Monday, 28 September 2015

Fieldwork: Displays

My fieldwork centers around male courtship displays and their variability. Only males that have finished their moult, i.e. only males that are "fully" blue, display. I've been even told that there have been males that started displaying immediately after they shook off their last brown head feathers.

grWM after a moult - fully blue.

Males display to their social partners, but they will also travel to other territories in order to display to females resident on those territories. Displays are a form of an advertisement - they never result in immediate copulation, but males can promote themselves and maybe, just maybe, the females will be impressed enough to choose them as their extra-pair partner during one of their forays.

While displaying male attempts to hide his brown wings and belly from female's view - he tucks those parts under the black feathers. Black creates the perfect background for the iridescent blue of the head and cheeks. Male then raises and fans the blue feathers - his head looks a bit odd during the display, as if it were flattened. Makes me think about cartoon cats squished by pianos.

GnwG displaying - isn't he handsome?
Nice view of the fanned and flattened blue feathers.

Males often chase the females, either in addition to the display or sometimes instead of it. I think the reaction of the female and that of the resident male plays a role here - maybe if the male can't display "in peace" he chooses to chase? It could also be that less experienced males chase more - we are not sure at the moment. One thing I do know is that those chases can be really intense and take IDing of the birds to a whole new level. Dear fairy-wrens, please stop the chasing and display gallantly.

In a small proportion of displays males carry yellow petals or small yellow flowers. This makes the male very easy to spot - I guess getting attention is exactly what he wants! It also looks unbelievably cute. I'm still trying to get a good photo of this, but since it's fairly rare and the wrens are hard to photograph as it is I'm not doing so great. My best one so far is below and you can just about see the yellow flower... It's really there, I swear!

GnwG with a yellow flower in his beak.

Another interesting aspect of the display is the "seahorse" flight. Again, it doesn't happen all the time, probably because it is energetically costly. I watched a few males do it and they only manage it for a short distance after which they land in a bush and pant with their beaks open, poor little fellas.
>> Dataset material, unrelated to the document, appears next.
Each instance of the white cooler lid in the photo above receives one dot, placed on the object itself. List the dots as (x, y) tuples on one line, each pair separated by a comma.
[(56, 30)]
The nature of this flight is hard to explain, but the name makes perfect sense if you see a fairy-wren do it - they really look like seahorses!

Let me try to describe it. A male attempting the seahorse flight flies in a straight line bobbing up and down, undulating, changing his body position from horizontal to vertical and back. The female would be able to see the back of the male, so he tucks in all the brown feathers, exposing only the black and blue to her. While in vertical position the tail is pointing downward and the bird looks hunched up. The shape and the undulations make them look like seahorses. It is an odd and awkward sight, it doesn't look like something a bird is meant to do. I have never seen a photo of the seahorse... I might try drawing a sketch if I see the flight a few more times.